DeMonaco’s vision of humanity is even bleaker than that. In fact, it’s even bleaker than you might expect for a movie fueled by blood. DeMonaco’s humans immediately skip right to murder when given free rein of the law. What of the rapists, the looters, the pyramid schemers, the dine-and-dashers? But even if you accept the idea that all human beings really want to do is murder, the franchise still collapses under the weight of its own logic. As with the abysmal previous entry, The Purge: Anarchy, whose coda found a survivor pulling into a sparsely populated hospital parking lot the dawn after the Purge had ended, as though there wouldn’t be lines around the block, still, from previous years’ mayhem, The Purge: Election Year visits an underground clinic on Purge night—a “safe space” as the BLM-esque activist calls it. It, too, is sparsely populated. There isn’t suffering or an evident loss of limbs or people in convulsions from being nearly killed. Nothing. It looks like a fairly calm underground clinic in a developing country. The Purge wants to have its cake and poison it too. Consistent with the incompetence on full display here, there are several scenes in this movie in which it’s raining yet sunny (in the portions of the movie that document the time leading up to the Purge).

There is something alluring in a subtext that divides its characters into those who hide during Purge night and those who murder (or at least attempt to do so). The world is full of passives and aggressives, subs and doms, bottoms and tops, DeMonaco suggests. If he wants to keep his finger on the pulse, he should explore this in the next entry, perhaps via those who don’t fall neatly into the binary—the mercurial, the versatiles, the Purge fluids. Just kidding—DeMonaco should most certainly not do this.

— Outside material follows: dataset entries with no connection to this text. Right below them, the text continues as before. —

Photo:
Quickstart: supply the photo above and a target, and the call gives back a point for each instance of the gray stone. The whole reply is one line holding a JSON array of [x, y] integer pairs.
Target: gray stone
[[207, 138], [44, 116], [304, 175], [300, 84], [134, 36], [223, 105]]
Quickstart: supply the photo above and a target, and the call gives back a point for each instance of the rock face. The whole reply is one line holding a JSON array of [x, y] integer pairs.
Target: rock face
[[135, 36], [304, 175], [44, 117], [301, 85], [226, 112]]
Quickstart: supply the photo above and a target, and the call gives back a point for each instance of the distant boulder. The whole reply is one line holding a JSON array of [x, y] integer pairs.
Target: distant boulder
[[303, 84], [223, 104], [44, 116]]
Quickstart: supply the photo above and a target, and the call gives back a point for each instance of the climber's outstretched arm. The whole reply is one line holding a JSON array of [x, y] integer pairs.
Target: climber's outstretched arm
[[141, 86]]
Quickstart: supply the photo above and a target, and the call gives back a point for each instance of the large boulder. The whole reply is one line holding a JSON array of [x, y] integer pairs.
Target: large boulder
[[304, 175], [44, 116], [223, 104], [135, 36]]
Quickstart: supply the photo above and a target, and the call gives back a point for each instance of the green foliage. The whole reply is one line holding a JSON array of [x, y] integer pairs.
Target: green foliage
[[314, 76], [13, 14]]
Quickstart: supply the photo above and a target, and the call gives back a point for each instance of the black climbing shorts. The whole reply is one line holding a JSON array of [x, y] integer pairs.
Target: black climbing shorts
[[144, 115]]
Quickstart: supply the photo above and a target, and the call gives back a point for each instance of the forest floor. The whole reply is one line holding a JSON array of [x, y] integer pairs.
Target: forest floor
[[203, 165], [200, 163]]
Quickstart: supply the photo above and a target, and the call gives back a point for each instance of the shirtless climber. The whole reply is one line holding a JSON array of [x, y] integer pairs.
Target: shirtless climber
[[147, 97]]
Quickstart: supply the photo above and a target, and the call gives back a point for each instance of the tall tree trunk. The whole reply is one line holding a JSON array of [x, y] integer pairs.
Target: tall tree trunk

Because the story of an aggro man protecting a woman, who despite being a frontrunner for President has very little to say, is so inert, DeMonaco peppers his flick with some visually inspired set pieces highlighting the carnal creativity of his extras that his protagonists behold as they ride around in armored cars, peeping the depravity that comes but once a year. Highlights include a top-lit guillotine being used in an alley, and a backlit tree with bodies hanging from it as murderers dance underneath in chiffon. The best scene involves a bunch of young girls who roll up to a convenience store in a VW Bug adorned in Christmas lights. Wearing tutus and bearing cleavage, with automatic firearms in hand, they twirl around to a distorted version of Miley Cyrus’s “Party in the USA.” For 30 seconds, the movie convinces you that even art is possible among all the misery.

The climax hinges on protecting the Hillary analog’s conservative opponent in the election, who’s unfortunately not a stand-in for Trump, but more of a Tea Party evangelical type named Minister Edwidge Owens (Kyle Secor). Someone realizes that his own people may assassinate him to make him a martyr and bolster their cause (thus win the presidency), and so the liberal anti-Purgers infiltrate the church where Owens is presiding on Purge night and attempting to conduct a human sacrifice. He is spared as the anti-Purgers shoot up a church with machine guns, killing dozens of their ideological opponents, as though that wouldn’t create a congregation of martyrs others could use to whine about how religion is now under attack. So that’s stupid.

And then, in this movie’s conclusion, we find out that Roan emerges victorious on Election Day, which happens to fall on May 26. So that’s even stupider.

As it sometimes happens during all-media screenings of big studio movies, the crowd in the screening I attended was a mix of critics and the general public—the latter group was almost entirely teenagers. At the end of this 105-minute movie, many of them applauded. As the credits rolled, the song booming in the theater was David Bowie’s “I’m Afraid of Americans.” Indeed.